El joven de los cabellos rojos corrió rápidamente alrededor del orco. Direccionó el conjuro de Midda hacia él, pegándolo en su espalda. Con una de sus manos, realizó un gesto; cerró tres de sus dedos y dejó extendidos el índice y el dedo del medio de su mano derecha.
— ¡Haf’alah! —gritó— ¡Diez centímetros!
La figura robusta y gigantona del atacante fue volviéndose diminuta. Sus gritos y gruñidos se escucharon cada vez menos. La gente, que antes gritaba aterrada y frenética, se fue calmando, viendo el cambio de escenario. Los que se arrastraban por el suelo se pusieron de pie y con otro grupo de personas, de los que se ocultaban entre muros y paredes del entorno, se acercaron hasta donde el orco yacía en su nueva estatura.
— Parece una rata… Una rata fea y gorda, …y sin pelaje —aseguró un adulto, sacudiendo su sombrero contra su pantorrilla, sacando el polvo.
— Señor… —habló Zhì Yuè—, procure no volver a gritar como si lo desmembraran. En este pueblo, sí que muchos son exagerados.
Aquello era cierto. Muchas de las “victimas”, que gritaron, ni siquiera habían estado cerca de ser una.

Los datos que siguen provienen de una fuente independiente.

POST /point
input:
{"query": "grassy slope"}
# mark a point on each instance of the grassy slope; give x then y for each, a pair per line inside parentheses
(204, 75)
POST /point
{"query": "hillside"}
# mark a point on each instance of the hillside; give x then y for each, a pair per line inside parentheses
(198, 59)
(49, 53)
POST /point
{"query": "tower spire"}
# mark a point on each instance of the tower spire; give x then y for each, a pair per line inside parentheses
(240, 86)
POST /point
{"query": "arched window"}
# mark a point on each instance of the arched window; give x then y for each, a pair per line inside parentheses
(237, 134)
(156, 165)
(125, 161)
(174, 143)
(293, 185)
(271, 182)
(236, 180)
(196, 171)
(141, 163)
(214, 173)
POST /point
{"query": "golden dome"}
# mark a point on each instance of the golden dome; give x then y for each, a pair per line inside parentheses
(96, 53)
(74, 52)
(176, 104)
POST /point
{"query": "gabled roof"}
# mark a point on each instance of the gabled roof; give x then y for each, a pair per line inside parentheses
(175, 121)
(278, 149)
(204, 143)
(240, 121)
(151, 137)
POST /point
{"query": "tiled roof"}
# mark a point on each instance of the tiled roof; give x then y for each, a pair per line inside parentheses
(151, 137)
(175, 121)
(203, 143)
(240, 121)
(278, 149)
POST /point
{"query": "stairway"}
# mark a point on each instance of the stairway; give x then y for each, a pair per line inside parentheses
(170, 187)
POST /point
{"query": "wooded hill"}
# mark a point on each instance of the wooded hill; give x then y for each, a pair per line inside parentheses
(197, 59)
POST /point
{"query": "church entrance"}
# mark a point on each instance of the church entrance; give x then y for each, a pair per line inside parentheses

— Los habitantes de Starlim somos conocidos por tener un nivel inferior de magia, diríamos que ocupamos el último puesto en todo el país. Deberías saber eso. Si lo único que podemos hacer es gritar por nuestras vidas, entonces gritaremos con todo lo que tengamos para que alguien nos ayude. Es de inteligentes saber cuáles son los límites, ¿no crees?
— Tal vez tenga razón —aseguró Zhì Yuè—. ¿Pero no le parece honorifico morir sin gritar como un puerco?
— Yo tengo un punto, y tú, niño, otro. No deberías pelear con un adulto. Gracias por la ayuda. Será mejor que saques eso de aquí —sugirió, mirando al orco.
Un anciano de expresión rancia y líneas faciales desesperadas se acercó y rugió bruscamente:
— ¿Sacarlo? ¡Tiene que matarlo! ¡Niño!, ¡mátalo ahora mismo! ¿Qué pasa si regresa a su tamaño? ¡Nos asesinará!
El viejo recogió un ladrillo despedazado de un escombro y se aproximó prepotente.
— Ni se le ocurra acercarse, o tendré que detenerlo —emitió Zhì Yuè, parándose al frente de él.
— ¿No estás viendo la gravedad de esto? —le incriminó el anciano.
— Deja al niño en paz, Cebridick —lo detuvo un hombre robusto, parecía estar cerca de los cincuenta años. Se escuchó ofendido y menospreciativo. Desdeñó a Zhì Yuè sin vacilar—. Él sabe lo que hace, ¿no? —pronunció lentamente, reservando los caracteres de amabilidad—. Lo último que necesitamos es que alguien apellado Caelifer se sienta insultado.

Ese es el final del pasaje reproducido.